New Progress in Deep Learning-based Enzyme Mining from ECUST Published in Chem
Recently, two research teams led by Gaowei Zheng from the School of Biological Engineering and Guisheng Fan from the School of Information Science and Engineering at ECUST collaborated to develop a novel deep learning-based enzyme mining strategy based on local motifs. Using this tool, they identified unreported native nicotinamide adenine dinucleotide (NADH)-dependent imine reductases (IREDs). The research findings were published online in Chem, a journal of Cell Press, titled “A motif-based deep learning tool for the identification of unusual NADH-dependent imine reductases”.

IREDs are important biocatalysts for synthesizing chiral amines, which are widely used in production of pharmaceutical intermediates. However, almost all IREDs are NADPH-dependent, and native NADH-dependent enzymes have not yet been reported. Due to the lack of a specific target sequence for NADH-dependent IREDs, traditional enzyme mining approaches based on sequence alignment algorithms are difficult to apply, which has hindered the discovery.
To address this limitation, the team developed the PM2S (Protein Motif to Search) strategy, integrating motif search, deep learning-driven iterative retrieval and result calibration. They successfully screened 95 candidate native NADH-dependent IREDs from 150,000 gene sequences. These enzymes prefer NADH as a cofactor, catalyze imine reduction and reductive amination with a broad substrate spectrum, and have also been applied in the synthesis of key intermediates for drugs such as cinacalcet.

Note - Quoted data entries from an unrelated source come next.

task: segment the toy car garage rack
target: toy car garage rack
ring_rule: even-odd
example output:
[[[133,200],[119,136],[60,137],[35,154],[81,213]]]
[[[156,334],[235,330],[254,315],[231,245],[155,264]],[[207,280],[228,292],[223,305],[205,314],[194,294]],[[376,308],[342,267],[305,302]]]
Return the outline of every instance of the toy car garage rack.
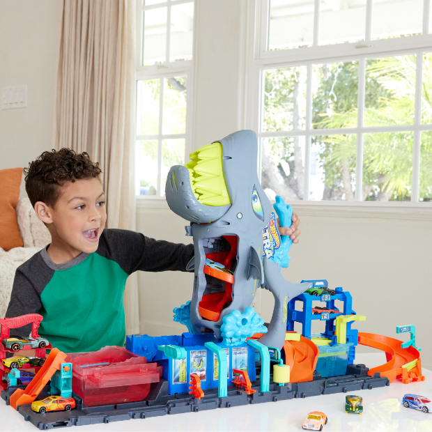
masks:
[[[302,324],[302,335],[310,339],[312,337],[312,321],[325,321],[325,330],[321,333],[321,335],[325,338],[330,339],[332,344],[336,344],[337,342],[337,336],[334,334],[336,330],[336,318],[341,314],[356,315],[356,314],[353,310],[353,298],[350,293],[348,291],[344,291],[341,286],[334,288],[334,291],[335,291],[334,295],[323,293],[321,296],[316,296],[309,293],[303,293],[298,297],[291,299],[288,302],[286,330],[290,332],[293,331],[294,323],[300,323]],[[341,314],[330,314],[328,312],[323,312],[319,315],[314,315],[312,314],[314,302],[324,302],[327,309],[334,309],[334,302],[336,300],[340,300],[344,304],[344,309],[341,311]],[[302,302],[303,310],[295,310],[295,303],[297,302]],[[354,361],[355,346],[357,344],[358,339],[358,330],[351,329],[352,324],[353,323],[346,323],[346,342],[353,344],[350,348],[348,353],[348,364],[353,363]]]
[[[16,318],[3,318],[0,319],[0,341],[9,338],[11,328],[19,328],[27,324],[31,324],[31,337],[40,337],[38,334],[38,330],[43,319],[43,317],[42,315],[39,315],[39,314],[28,314],[27,315],[17,316]],[[6,353],[16,354],[22,350],[34,349],[36,350],[36,357],[46,357],[46,350],[51,348],[52,348],[51,344],[48,344],[43,348],[31,348],[29,344],[25,344],[22,348],[17,351],[13,351],[9,348],[5,348],[3,344],[0,344],[0,360],[6,358]]]

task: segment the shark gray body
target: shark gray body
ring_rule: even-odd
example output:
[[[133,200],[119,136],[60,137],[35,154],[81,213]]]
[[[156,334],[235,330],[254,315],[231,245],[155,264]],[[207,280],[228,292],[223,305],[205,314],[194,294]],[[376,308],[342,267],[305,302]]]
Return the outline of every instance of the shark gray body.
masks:
[[[194,288],[190,304],[190,323],[196,333],[205,332],[210,329],[220,337],[220,327],[224,316],[231,311],[243,312],[250,306],[256,290],[265,286],[268,280],[268,288],[275,297],[279,306],[287,299],[297,295],[309,287],[290,284],[281,284],[281,279],[270,274],[265,277],[265,272],[276,272],[280,275],[280,266],[276,263],[268,265],[266,270],[263,267],[263,229],[268,222],[272,206],[263,190],[257,176],[258,143],[256,134],[251,130],[241,130],[228,135],[218,141],[222,147],[222,164],[223,176],[229,194],[230,204],[221,206],[206,206],[199,202],[194,193],[188,169],[176,165],[172,167],[168,173],[166,196],[170,208],[177,215],[191,222],[187,232],[194,239],[194,259],[190,263],[189,268],[194,270]],[[258,195],[261,210],[256,211],[252,206],[252,195]],[[203,295],[224,292],[226,285],[219,279],[204,272],[206,255],[217,252],[218,248],[226,250],[229,247],[224,236],[235,236],[237,238],[237,252],[231,263],[233,272],[232,296],[231,302],[226,302],[217,321],[203,318],[199,312],[200,302]],[[215,260],[217,261],[217,260]],[[270,261],[269,261],[270,262]],[[275,266],[272,265],[275,264]],[[293,288],[295,287],[295,288]],[[283,307],[282,307],[283,311]],[[280,321],[280,313],[277,311],[276,321],[272,320],[272,329],[276,329],[276,322]],[[277,341],[279,334],[285,328],[279,322]],[[286,321],[285,321],[286,327]],[[269,329],[270,330],[270,329]],[[270,335],[271,336],[271,335]],[[268,346],[281,348],[274,345],[273,338],[267,336]],[[265,343],[265,342],[263,342]],[[282,341],[282,345],[283,345]]]

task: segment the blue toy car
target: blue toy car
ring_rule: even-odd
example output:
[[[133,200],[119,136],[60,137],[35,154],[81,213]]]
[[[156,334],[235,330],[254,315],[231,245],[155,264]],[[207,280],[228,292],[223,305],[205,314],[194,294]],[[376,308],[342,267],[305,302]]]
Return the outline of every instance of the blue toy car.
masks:
[[[421,410],[423,412],[432,410],[432,402],[424,396],[407,393],[402,399],[402,405],[406,408]]]

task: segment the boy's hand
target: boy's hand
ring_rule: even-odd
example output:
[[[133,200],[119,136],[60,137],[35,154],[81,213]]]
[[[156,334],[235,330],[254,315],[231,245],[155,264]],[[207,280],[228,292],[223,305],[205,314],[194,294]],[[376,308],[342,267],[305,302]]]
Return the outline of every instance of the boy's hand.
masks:
[[[286,226],[281,226],[279,222],[279,218],[276,219],[276,224],[281,236],[289,236],[289,238],[293,240],[293,243],[298,243],[298,236],[300,235],[300,230],[298,229],[298,226],[300,224],[300,219],[298,218],[297,213],[293,212],[293,223],[289,228]]]

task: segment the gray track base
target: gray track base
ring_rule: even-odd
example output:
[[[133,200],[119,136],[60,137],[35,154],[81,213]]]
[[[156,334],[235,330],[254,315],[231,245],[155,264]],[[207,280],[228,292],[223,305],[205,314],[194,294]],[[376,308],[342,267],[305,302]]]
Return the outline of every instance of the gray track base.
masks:
[[[288,384],[285,386],[270,384],[270,391],[261,393],[259,391],[259,381],[254,381],[252,383],[252,388],[256,392],[251,395],[239,391],[234,386],[229,386],[227,397],[218,397],[215,389],[213,394],[207,390],[205,396],[199,401],[187,394],[168,395],[166,388],[167,383],[165,383],[166,381],[162,380],[152,387],[149,396],[151,395],[154,399],[151,401],[86,407],[83,406],[81,398],[74,395],[77,401],[77,409],[70,412],[58,411],[40,414],[32,411],[29,405],[20,406],[19,411],[27,422],[31,422],[40,430],[47,430],[62,426],[109,423],[167,414],[205,411],[217,408],[232,408],[248,403],[276,402],[319,394],[351,392],[389,385],[387,378],[344,375],[308,383]]]

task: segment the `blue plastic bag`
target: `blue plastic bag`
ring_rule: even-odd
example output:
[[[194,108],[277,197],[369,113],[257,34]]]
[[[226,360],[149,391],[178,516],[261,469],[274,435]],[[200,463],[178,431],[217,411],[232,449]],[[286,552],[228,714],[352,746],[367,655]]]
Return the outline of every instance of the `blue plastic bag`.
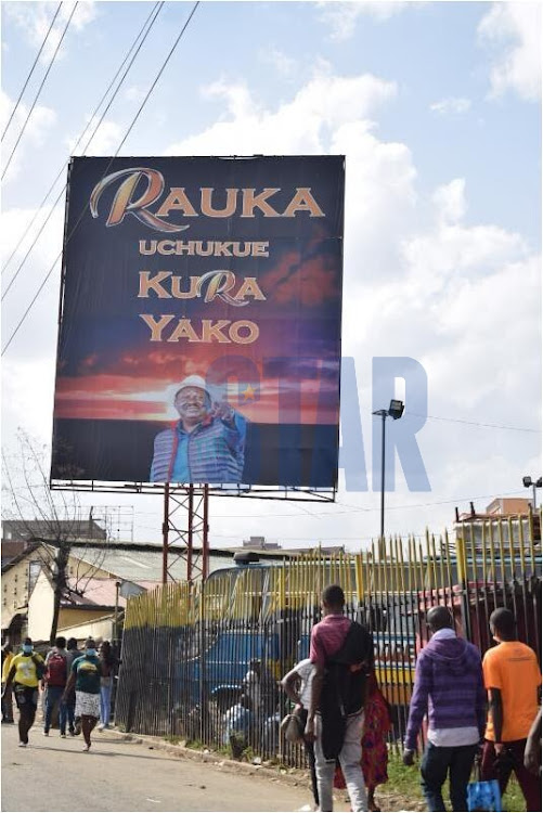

In summary, this study established a novel enzyme mining tool combining “local conserved motifs + deep learning”, discovered a new class of native NADH-dependent IREDs, and elucidated the regulatory mechanism underlying their cofactor preference, laying a foundation for the modification of cofactor types in enzyme engineering and the construction of efficient biocatalytic systems.
Xinyuan Shen, a PhD candidate from the School of Biological Engineering, and Yuxuan Wu, a PhD candidate from the School of Information Science and Engineering, are the co-first authors of the paper. Professor Gaowei Zheng and associate professor Guisheng Fan are the co-corresponding authors. The research was supported by the National Key R&D Program of China and the National Natural Science Foundation of China.